O’na, O’nun ismiyle, O’na hamd ederek, O’na şükrederek, O’ndan yardım dileyerek, O’nu severek, O’ndan korkarak, O’nun büyüklüğünü zikrederek, O’nun kelâmını okuyarak, O’nun huzurunda eğilip, O’na secde ederek, O’nun birliğinin şehadetiyle, O’nu tespih ederek ibadet edilir.

Sâhibimin adıyla…

Bismillah!

Kalbin çalar saati ile, göz kepengi açılır. Bedenin, yatar vaziyetten doğrulur vaziyete geçişteki yakıtı, besmeledir.

Buz kesen soğuk hava, suya tesirden hayâ eder, abdest ritimleri boyunca.

Ellerin yüzü güler, ağzın, burnun yüzü güler. Yüzün de güler yüzü, hem nasıl sevinir, gözlerle yansıtır ışıltısını.

Kollar, güçlenir. Başın su ile buluşamayan her bir noktası, bir sonraki zamana erteler durur o asil saadeti.

Duymaktan öte, duyarlı olabilmek için ıslanır kulaklar. Seherin serinliği, ensedeki damlalara gizlenir.

Ayaklar, kutlu yolun, kutlu yolcusunu, yeni bir seyahat için taşımaya hazırlanır.

Her âzâ, dua ile cilâlanır.

Havlu, aslında bedenden dökülen günahlar olan su damlacıklarını bünyesine alırken, hüzün ve sevinci bir arada yaşar.

Gece lambasının loş ışığında, bir seccade, miracın ev sahibi olma gururuyla serilir yere.
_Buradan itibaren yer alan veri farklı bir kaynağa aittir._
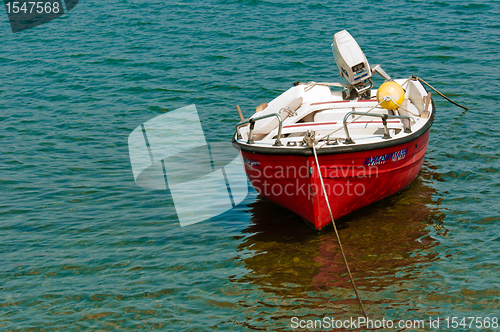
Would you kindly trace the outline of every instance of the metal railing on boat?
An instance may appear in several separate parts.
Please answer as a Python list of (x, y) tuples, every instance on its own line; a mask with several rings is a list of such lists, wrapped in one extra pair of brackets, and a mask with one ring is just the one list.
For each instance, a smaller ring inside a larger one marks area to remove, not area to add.
[(348, 120), (349, 116), (351, 116), (351, 115), (352, 116), (354, 116), (354, 115), (373, 116), (373, 117), (382, 118), (382, 124), (384, 125), (384, 136), (382, 136), (383, 139), (391, 138), (391, 135), (389, 134), (389, 129), (387, 128), (387, 119), (408, 120), (407, 122), (403, 121), (403, 125), (405, 127), (405, 133), (411, 133), (410, 117), (409, 116), (351, 111), (344, 116), (344, 121), (343, 121), (344, 122), (344, 131), (345, 131), (345, 134), (347, 137), (345, 140), (345, 144), (354, 144), (354, 141), (352, 140), (351, 135), (349, 135), (349, 130), (347, 129), (347, 120)]
[[(354, 116), (354, 115), (360, 115), (360, 116), (372, 116), (372, 117), (378, 117), (378, 118), (381, 118), (382, 119), (382, 123), (384, 125), (384, 136), (382, 136), (383, 139), (389, 139), (391, 138), (391, 135), (389, 134), (389, 129), (387, 128), (387, 119), (401, 119), (401, 120), (407, 120), (407, 121), (403, 121), (403, 125), (404, 125), (404, 132), (405, 133), (411, 133), (411, 128), (410, 128), (410, 117), (409, 116), (403, 116), (403, 115), (391, 115), (391, 114), (377, 114), (377, 113), (365, 113), (365, 112), (358, 112), (358, 111), (351, 111), (349, 113), (347, 113), (345, 116), (344, 116), (344, 120), (343, 120), (343, 126), (344, 126), (344, 131), (346, 133), (346, 140), (345, 140), (345, 144), (354, 144), (354, 141), (352, 140), (351, 138), (351, 135), (349, 134), (349, 129), (347, 128), (347, 120), (349, 119), (349, 116)], [(254, 144), (254, 140), (253, 140), (253, 130), (254, 130), (254, 127), (255, 127), (255, 122), (256, 121), (259, 121), (259, 120), (262, 120), (262, 119), (266, 119), (266, 118), (270, 118), (270, 117), (276, 117), (278, 119), (278, 135), (276, 135), (276, 141), (274, 143), (274, 146), (283, 146), (283, 143), (281, 143), (281, 132), (283, 131), (283, 120), (281, 118), (281, 116), (278, 114), (278, 113), (271, 113), (271, 114), (266, 114), (266, 115), (263, 115), (263, 116), (258, 116), (258, 117), (255, 117), (255, 118), (251, 118), (251, 119), (248, 119), (248, 120), (245, 120), (245, 121), (242, 121), (240, 123), (238, 123), (236, 125), (236, 134), (237, 134), (237, 138), (238, 139), (242, 139), (242, 136), (241, 136), (241, 133), (240, 133), (240, 127), (243, 127), (245, 125), (248, 125), (250, 124), (250, 130), (248, 132), (248, 140), (247, 140), (247, 144)]]
[(247, 144), (254, 144), (255, 142), (253, 141), (253, 138), (252, 138), (252, 131), (255, 127), (255, 122), (258, 121), (258, 120), (262, 120), (262, 119), (266, 119), (266, 118), (270, 118), (270, 117), (277, 117), (278, 118), (278, 122), (279, 122), (279, 125), (278, 125), (278, 136), (276, 137), (276, 142), (274, 143), (274, 146), (283, 146), (283, 143), (281, 143), (281, 131), (283, 130), (283, 120), (281, 119), (281, 116), (278, 114), (278, 113), (271, 113), (271, 114), (266, 114), (266, 115), (263, 115), (263, 116), (258, 116), (258, 117), (255, 117), (255, 118), (251, 118), (251, 119), (248, 119), (248, 120), (245, 120), (245, 121), (242, 121), (240, 123), (238, 123), (236, 125), (236, 134), (237, 134), (237, 138), (238, 139), (242, 139), (241, 137), (241, 134), (240, 134), (240, 127), (243, 127), (247, 124), (250, 124), (250, 131), (248, 132), (248, 140), (247, 140)]

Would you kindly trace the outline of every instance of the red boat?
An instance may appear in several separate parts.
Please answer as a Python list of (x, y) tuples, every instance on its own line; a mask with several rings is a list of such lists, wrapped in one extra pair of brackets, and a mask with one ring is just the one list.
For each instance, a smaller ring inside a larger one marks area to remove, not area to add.
[[(233, 137), (256, 191), (317, 229), (407, 187), (435, 113), (419, 79), (370, 67), (347, 31), (335, 34), (332, 48), (348, 84), (296, 82), (242, 120)], [(374, 73), (385, 79), (378, 89)]]

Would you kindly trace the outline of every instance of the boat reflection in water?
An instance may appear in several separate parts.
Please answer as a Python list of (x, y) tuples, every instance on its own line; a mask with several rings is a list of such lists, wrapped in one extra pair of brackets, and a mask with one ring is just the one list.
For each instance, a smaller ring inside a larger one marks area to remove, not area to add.
[[(403, 192), (336, 221), (356, 285), (368, 306), (383, 301), (389, 305), (388, 297), (404, 297), (412, 290), (421, 293), (423, 279), (432, 277), (420, 269), (438, 259), (433, 249), (438, 242), (429, 233), (435, 233), (432, 226), (442, 230), (444, 213), (433, 201), (435, 190), (427, 184), (433, 176), (431, 167), (426, 162)], [(323, 297), (320, 305), (335, 301), (357, 310), (332, 226), (318, 234), (300, 217), (263, 199), (251, 208), (252, 225), (240, 246), (247, 252), (243, 261), (248, 272), (234, 282), (256, 284), (271, 297)]]

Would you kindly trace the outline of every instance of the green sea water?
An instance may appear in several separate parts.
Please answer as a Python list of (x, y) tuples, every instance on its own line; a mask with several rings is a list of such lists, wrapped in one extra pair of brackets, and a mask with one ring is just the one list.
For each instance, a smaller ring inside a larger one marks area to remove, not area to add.
[(2, 15), (0, 330), (300, 330), (293, 317), (361, 316), (332, 228), (253, 189), (180, 227), (168, 190), (135, 184), (127, 145), (191, 104), (210, 142), (230, 141), (235, 105), (248, 117), (294, 81), (341, 81), (330, 44), (343, 29), (371, 64), (471, 108), (435, 96), (417, 180), (338, 220), (368, 315), (439, 317), (443, 331), (480, 330), (446, 317), (500, 319), (498, 1), (90, 0), (15, 34)]

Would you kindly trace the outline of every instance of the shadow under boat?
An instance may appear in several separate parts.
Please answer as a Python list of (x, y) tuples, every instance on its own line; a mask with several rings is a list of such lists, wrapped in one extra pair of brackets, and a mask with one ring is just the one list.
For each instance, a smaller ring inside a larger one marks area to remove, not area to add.
[[(432, 250), (438, 242), (429, 233), (432, 225), (442, 228), (445, 214), (433, 200), (432, 168), (426, 161), (402, 192), (336, 220), (358, 288), (384, 289), (398, 280), (396, 271), (438, 259)], [(243, 259), (248, 273), (239, 281), (275, 293), (351, 287), (331, 225), (318, 233), (294, 213), (260, 197), (250, 207), (252, 224), (243, 231), (248, 236), (240, 245), (250, 252)]]

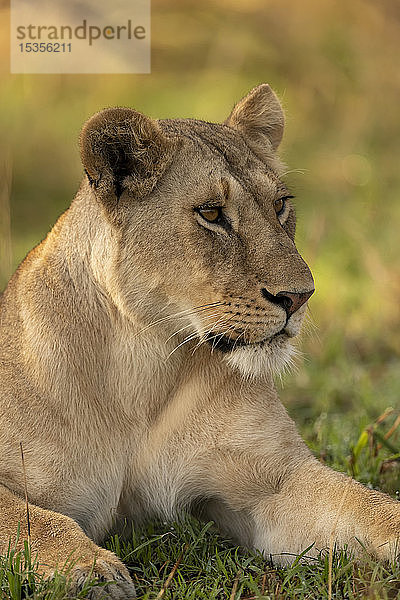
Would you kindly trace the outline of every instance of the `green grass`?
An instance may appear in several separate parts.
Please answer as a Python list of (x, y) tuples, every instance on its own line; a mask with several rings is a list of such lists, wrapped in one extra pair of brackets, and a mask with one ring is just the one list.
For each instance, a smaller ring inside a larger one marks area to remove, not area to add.
[[(274, 568), (260, 554), (245, 552), (223, 540), (212, 523), (186, 520), (167, 528), (159, 524), (134, 534), (133, 544), (109, 544), (121, 558), (127, 556), (140, 598), (153, 599), (179, 562), (165, 591), (169, 599), (323, 598), (327, 595), (328, 556), (303, 565)], [(138, 548), (135, 551), (135, 548)], [(386, 596), (400, 592), (400, 570), (366, 559), (357, 564), (345, 552), (334, 556), (333, 597), (358, 598), (360, 592), (378, 590), (384, 581)], [(381, 586), (382, 587), (382, 586)], [(357, 589), (357, 591), (355, 591)], [(311, 591), (312, 590), (312, 591)]]
[[(212, 523), (201, 524), (194, 519), (169, 526), (153, 523), (133, 531), (127, 542), (114, 536), (107, 547), (129, 567), (142, 600), (155, 600), (162, 590), (169, 600), (328, 597), (327, 554), (311, 564), (295, 560), (290, 567), (276, 568), (260, 554), (246, 552), (222, 539)], [(27, 548), (22, 554), (11, 551), (0, 563), (2, 597), (67, 597), (63, 576), (43, 581), (35, 577), (35, 570)], [(89, 582), (76, 598), (85, 598), (92, 585)], [(400, 568), (375, 563), (368, 557), (355, 561), (345, 551), (335, 552), (331, 590), (337, 599), (394, 599), (400, 594)]]

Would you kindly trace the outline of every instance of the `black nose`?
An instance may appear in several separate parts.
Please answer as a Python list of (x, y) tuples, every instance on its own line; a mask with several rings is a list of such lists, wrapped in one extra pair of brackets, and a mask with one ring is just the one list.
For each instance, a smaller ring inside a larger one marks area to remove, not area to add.
[(264, 298), (272, 302), (272, 304), (282, 306), (288, 317), (295, 313), (296, 310), (299, 310), (300, 306), (303, 306), (314, 292), (315, 290), (309, 290), (308, 292), (278, 292), (274, 295), (265, 288), (261, 290)]

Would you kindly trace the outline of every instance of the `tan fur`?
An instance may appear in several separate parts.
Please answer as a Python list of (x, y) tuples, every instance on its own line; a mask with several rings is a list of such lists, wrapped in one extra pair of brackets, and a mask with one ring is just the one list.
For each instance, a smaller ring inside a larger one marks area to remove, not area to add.
[(113, 598), (133, 595), (96, 546), (113, 522), (193, 507), (277, 562), (332, 534), (393, 556), (400, 504), (321, 465), (272, 381), (306, 311), (277, 294), (313, 290), (293, 207), (274, 209), (282, 132), (267, 85), (223, 125), (118, 108), (85, 125), (87, 178), (1, 298), (1, 552), (26, 533), (22, 441), (42, 570), (73, 553), (79, 586), (97, 556)]

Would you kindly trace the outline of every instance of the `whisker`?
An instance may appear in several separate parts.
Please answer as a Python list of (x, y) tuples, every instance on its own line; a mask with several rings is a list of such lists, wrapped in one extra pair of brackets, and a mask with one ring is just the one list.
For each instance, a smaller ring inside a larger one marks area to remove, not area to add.
[[(194, 348), (193, 352), (192, 352), (192, 356), (193, 354), (196, 352), (197, 348), (199, 348), (202, 344), (204, 344), (206, 341), (209, 341), (210, 339), (212, 339), (212, 337), (210, 338), (209, 335), (212, 332), (212, 330), (214, 329), (214, 327), (216, 327), (217, 325), (219, 325), (222, 321), (222, 323), (225, 325), (226, 323), (228, 323), (231, 319), (233, 319), (233, 315), (231, 315), (230, 317), (228, 317), (227, 319), (223, 319), (223, 317), (221, 317), (220, 319), (218, 319), (218, 321), (214, 322), (212, 324), (211, 327), (208, 328), (207, 331), (205, 331), (203, 333), (203, 335), (200, 337), (198, 344), (196, 345), (196, 347)], [(218, 334), (216, 334), (218, 335)], [(215, 336), (213, 336), (215, 337)]]
[[(215, 334), (213, 335), (211, 338), (209, 338), (207, 341), (210, 341), (210, 339), (212, 340), (214, 338), (214, 341), (212, 343), (211, 346), (211, 353), (214, 352), (214, 348), (215, 348), (215, 344), (218, 344), (218, 342), (224, 337), (226, 336), (226, 334), (228, 333), (228, 331), (230, 329), (235, 330), (235, 325), (230, 325), (230, 327), (228, 327), (228, 329), (225, 329), (225, 331), (223, 331), (221, 334)], [(230, 336), (228, 336), (230, 339)], [(218, 338), (218, 339), (217, 339)]]
[[(212, 318), (212, 317), (217, 317), (218, 313), (214, 313), (212, 315), (207, 315), (207, 318)], [(184, 329), (187, 329), (188, 327), (193, 327), (192, 323), (188, 323), (188, 325), (184, 325), (183, 327), (181, 327), (180, 329), (178, 329), (177, 331), (175, 331), (174, 333), (172, 333), (166, 340), (165, 340), (165, 344), (167, 342), (169, 342), (170, 339), (172, 339), (175, 335), (178, 335), (178, 333), (180, 333), (181, 331), (183, 331)]]
[(234, 343), (233, 343), (233, 348), (232, 348), (232, 351), (233, 351), (233, 350), (235, 350), (235, 348), (236, 348), (236, 346), (237, 346), (237, 343), (238, 343), (239, 339), (240, 339), (242, 336), (243, 336), (243, 339), (244, 339), (244, 335), (245, 335), (245, 333), (246, 333), (246, 329), (248, 329), (248, 328), (249, 328), (249, 326), (248, 326), (248, 325), (246, 325), (246, 327), (244, 328), (244, 330), (242, 331), (242, 333), (240, 333), (240, 334), (237, 336), (237, 338), (235, 339), (235, 341), (234, 341)]
[[(219, 303), (219, 304), (221, 304), (221, 305), (222, 305), (222, 303)], [(213, 316), (218, 316), (218, 313), (215, 313), (214, 315), (207, 315), (208, 319), (210, 319), (210, 318), (211, 318), (211, 317), (213, 317)], [(202, 344), (202, 343), (203, 343), (203, 342), (206, 340), (206, 337), (207, 337), (207, 335), (208, 335), (208, 334), (209, 334), (209, 333), (212, 331), (213, 327), (215, 327), (215, 326), (216, 326), (216, 324), (219, 324), (221, 321), (222, 321), (222, 322), (223, 322), (223, 321), (229, 321), (231, 318), (232, 318), (232, 317), (228, 317), (228, 319), (226, 319), (226, 315), (222, 315), (222, 316), (220, 316), (220, 318), (219, 318), (219, 319), (217, 319), (216, 321), (214, 321), (214, 322), (211, 324), (211, 327), (209, 326), (208, 330), (207, 330), (207, 331), (206, 331), (206, 332), (205, 332), (205, 333), (204, 333), (204, 334), (203, 334), (203, 335), (200, 337), (200, 340), (199, 340), (198, 344), (196, 345), (196, 347), (195, 347), (194, 351), (197, 349), (197, 347), (199, 347), (199, 346), (200, 346), (200, 345), (201, 345), (201, 344)], [(180, 331), (182, 331), (183, 329), (186, 329), (186, 328), (187, 328), (187, 327), (189, 327), (189, 326), (190, 326), (190, 324), (189, 324), (189, 325), (186, 325), (185, 327), (182, 327), (181, 329), (179, 329), (178, 331), (176, 331), (175, 333), (173, 333), (173, 334), (172, 334), (172, 335), (171, 335), (171, 336), (168, 338), (168, 340), (169, 340), (169, 339), (171, 339), (171, 338), (172, 338), (174, 335), (176, 335), (177, 333), (179, 333), (179, 332), (180, 332)], [(184, 339), (182, 342), (180, 342), (180, 343), (179, 343), (179, 344), (178, 344), (178, 345), (177, 345), (177, 346), (176, 346), (176, 347), (175, 347), (175, 348), (174, 348), (174, 349), (173, 349), (173, 350), (172, 350), (172, 351), (171, 351), (171, 352), (168, 354), (168, 356), (167, 356), (167, 358), (166, 358), (165, 360), (168, 360), (168, 358), (170, 358), (170, 357), (172, 356), (172, 354), (173, 354), (174, 352), (176, 352), (176, 350), (178, 350), (178, 348), (180, 348), (180, 347), (181, 347), (181, 346), (183, 346), (184, 344), (186, 344), (186, 343), (190, 342), (191, 340), (195, 339), (196, 337), (198, 337), (198, 335), (199, 335), (199, 334), (198, 334), (198, 332), (195, 332), (195, 333), (192, 333), (192, 334), (189, 334), (188, 336), (186, 336), (186, 338), (185, 338), (185, 339)], [(167, 340), (167, 341), (168, 341), (168, 340)], [(193, 353), (194, 353), (194, 351), (193, 351)], [(193, 353), (192, 353), (192, 355), (193, 355)]]
[(289, 171), (285, 171), (284, 173), (282, 173), (282, 177), (284, 177), (285, 175), (289, 175), (290, 173), (300, 173), (300, 175), (305, 175), (306, 173), (309, 173), (308, 169), (289, 169)]
[(167, 342), (169, 342), (169, 340), (172, 340), (173, 337), (175, 337), (176, 335), (178, 335), (178, 333), (180, 333), (184, 329), (187, 329), (188, 327), (193, 327), (192, 323), (188, 323), (187, 325), (184, 325), (177, 331), (174, 331), (174, 333), (172, 333), (169, 337), (167, 337), (167, 339), (164, 341), (164, 344), (167, 344)]
[(187, 308), (185, 310), (181, 310), (179, 312), (176, 312), (176, 313), (174, 313), (172, 315), (167, 315), (165, 317), (162, 317), (161, 319), (157, 319), (156, 321), (153, 321), (152, 323), (149, 323), (148, 325), (146, 325), (145, 327), (143, 327), (143, 329), (141, 329), (140, 331), (136, 332), (134, 334), (134, 337), (140, 335), (141, 333), (144, 333), (145, 331), (147, 331), (151, 327), (155, 327), (155, 325), (158, 325), (159, 323), (163, 323), (165, 321), (170, 321), (171, 319), (175, 319), (176, 317), (195, 315), (195, 314), (200, 313), (202, 311), (208, 310), (210, 307), (223, 306), (223, 305), (224, 305), (223, 302), (211, 302), (210, 304), (203, 304), (201, 306), (196, 306), (194, 308)]
[(171, 356), (173, 355), (174, 352), (176, 352), (178, 350), (178, 348), (181, 348), (181, 346), (183, 346), (184, 344), (187, 344), (187, 342), (190, 342), (191, 340), (195, 339), (197, 337), (197, 333), (192, 333), (191, 335), (187, 336), (183, 342), (181, 342), (180, 344), (178, 344), (167, 356), (167, 358), (165, 359), (165, 361), (167, 361), (169, 358), (171, 358)]

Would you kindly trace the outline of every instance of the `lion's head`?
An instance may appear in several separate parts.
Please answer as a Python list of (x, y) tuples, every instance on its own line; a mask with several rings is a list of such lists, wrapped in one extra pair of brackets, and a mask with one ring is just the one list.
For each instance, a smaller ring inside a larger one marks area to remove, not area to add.
[(172, 318), (181, 343), (208, 342), (247, 375), (290, 360), (314, 291), (276, 156), (283, 128), (264, 84), (223, 124), (112, 108), (81, 135), (92, 197), (118, 238), (125, 312)]

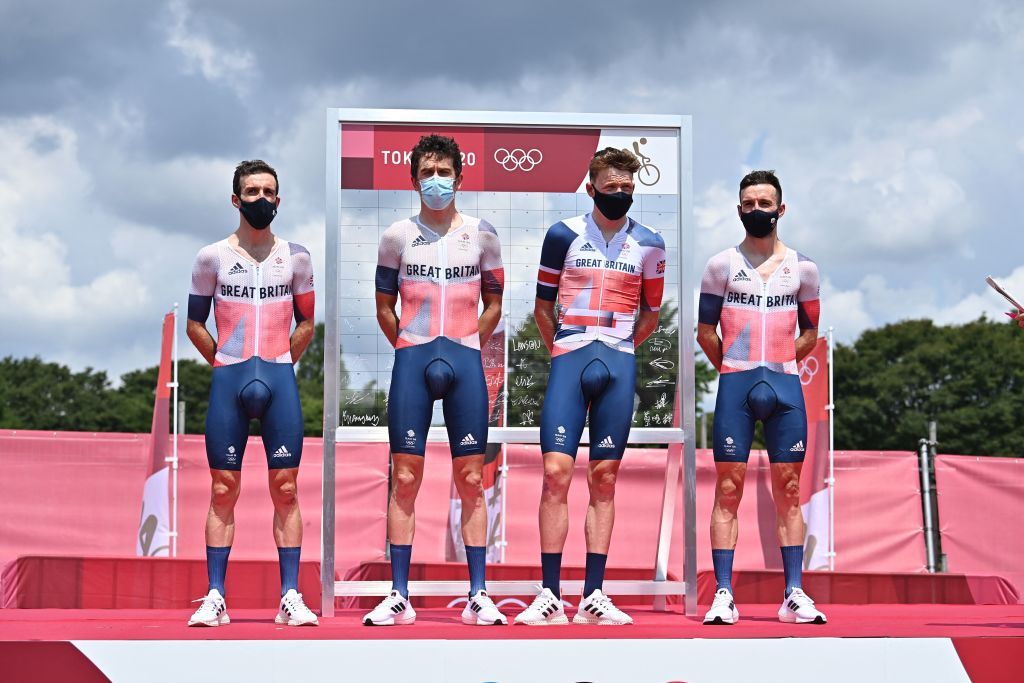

Beyaz bir takke, leşkerliğin gereğidir bir bakıma; disiplindir, intizamdır.

Seccadeye basmak, sanki yerkürenin bir basamak üstüne adım atmak gibidir.

Bedenin tüm hazırlığının sonucudur niyet; uzak durmak cezaya, layık olmak rızaya…

Göz ve gönül, karşıdaki duvardan, sokaklardan, caddelerden geçe geçe, dağlar tepeler aşa aşa, en delici ve en delice bir bakışla, gecenin bu en karanlık anında, Beytullah’ı buluverir.

Rabbin huzuruna çıkışın esas provası burada başlar.

O’na, O’nun ismiyle, O’na hamd ederek, O’na şükrederek, O’ndan yardım dileyerek, O’nu severek, O’ndan korkarak, O’nun büyüklüğünü zikrederek, O’nun kelâmını okuyarak, O’nun huzurunda eğilip, O’na secde ederek, O’nun birliğinin şehadetiyle, O’nu tespih ederek ibadet edilir.

Kıyam, rükû, secde ve oturuş, Rabbin bir ve tek hükümdar oluşunu tasdik ve O’nun tüm emirlerine an be an hazır olma hâlleridir.

Bedendeki her bir zerrenin yönü, nazarı, acziyet îlanı, merhamet dileği ancak ve ancak Allah’adır.

Kalpteki doluluğunca dolar namaza O bir tek İlâh.

Nazma ki, şehadettir, O Bir Tekliğe, Habîb-i Zîşân’ı tasdiğe.

Rab’le buluşmanın her birine, Abdullah’ın yetimi Muhammed Aleyhisselam misafir olur.

Bir teslimiyet dersi alınır ateş gülü Hazret-i İbrahim ile…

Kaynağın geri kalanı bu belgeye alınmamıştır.